Tapi menghambat respons CD4 terhadap sitokin. Sirolimus juga menghambat proliferasi sel B dan produksi immunoglobulin; menghambat respons colony stimulating factor, dan menekan pemulihan hematopoetik setelah pemberian sitotoksik. PENGGUNAAN KLINIK. Sirolimus dapat digunakan secara tersendiri atau dalam kombinasi dengan imunosupresan lain dalam mencegah penolakan transplantasi. Sirolimus topical juga digunakan pada berbagai kelainan kulit, dan dalam kombinasi dengan siklosporin, pada kasus uveoretinitis. EFEK SAMPING. Meliputi imunosupresi yang kadang-kadang dapat berat (terutama trombositopenia). Dapat juga terjadi hepatotoksisitas, diare, hipertrigliseridemia, dan sakit kepala. 2.3.SITOTOKSIK Sebagian besar obat sitotoksik digunakan sebagai antikanker. Beberapa diantaranya digunakan sebagai imunosupresan untuk mencegah penolakan transplantasi dan pengobatan penyakit autoimun. Obat kelompok ini menghambat perkembangan sel limfosit B dan T. AZATIOPRIN (Imuran) MEKANISME KERJA. Azatioprin adalah antimetabolite golongan purin yang merupakan precursor 6-merkaptopurin.
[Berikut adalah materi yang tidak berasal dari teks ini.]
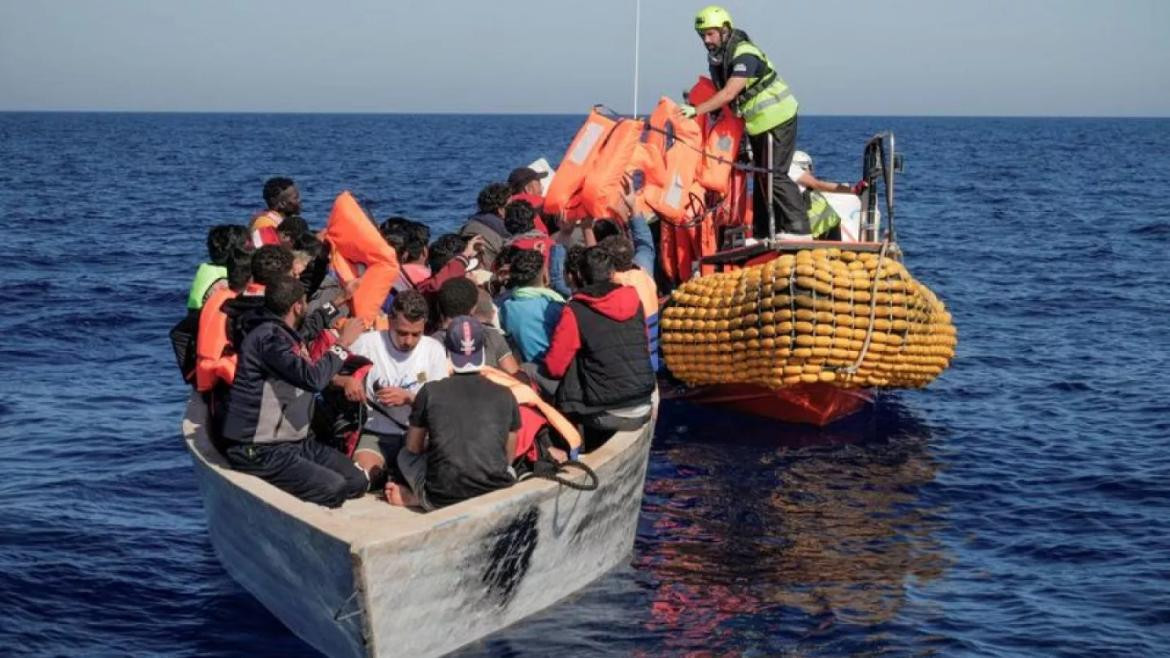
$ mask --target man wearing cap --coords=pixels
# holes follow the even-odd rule
[[[415,397],[398,453],[406,484],[386,485],[391,505],[430,511],[515,481],[520,409],[511,391],[480,376],[483,326],[468,315],[452,318],[445,339],[452,375],[427,382]]]
[[[699,10],[695,31],[707,49],[711,80],[719,91],[698,105],[682,105],[683,115],[707,114],[730,103],[743,117],[752,146],[752,164],[772,172],[757,173],[753,185],[756,237],[771,237],[771,212],[775,213],[778,232],[807,234],[808,217],[800,190],[784,175],[796,150],[796,97],[768,56],[746,32],[734,28],[731,14],[723,7],[710,5]]]
[[[527,201],[536,211],[533,224],[545,235],[549,234],[549,230],[544,218],[540,216],[540,210],[544,207],[544,187],[540,181],[547,177],[547,171],[538,172],[530,167],[519,167],[508,174],[508,185],[512,188],[512,198],[508,199],[508,202]]]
Azatioprin dalam tubuh diubah menjadi 6merkaptopurin (6-MP) yang merupakan metabolit aktif dan bekerja menghambat sintesis de novo purin. Yang terbentuk adalah Thio-GMP, kemudian Thio-GMP. Interaksi ThioGMP dalam DNA akan menyebabkan kerusakan DNA. FARMAKOKINETIK. Azatioprin mudah diabsorpsi melalui saluran cerna dan dimetabolisme menjadi 6-MP. Metabolism selanjutnya dilakukan oleh xantin oksidase menjadi 6-thiouric acid sebelum diekskresi melalui ginjal. Ekskresi terutama melalui urin, sebagian kecil dalam bentuk utuh dan yang lainnya dalam bentuk metabolit. INTERAKSI. Penggunaan bersama allopurinol menyebabkan hambatan xantin oksidase yang juga merupakan enzim penting dalam metabolism 6-merkaptopurin, sehingga kombinasi ini akan meningkatkan toksisitas azatioprin dan merkaptopurin. Bila kedua obat ini harus diberikan bersamaan, maka diperlukan pengurangan dosis azatioprin menjadi 65% sampai 75%.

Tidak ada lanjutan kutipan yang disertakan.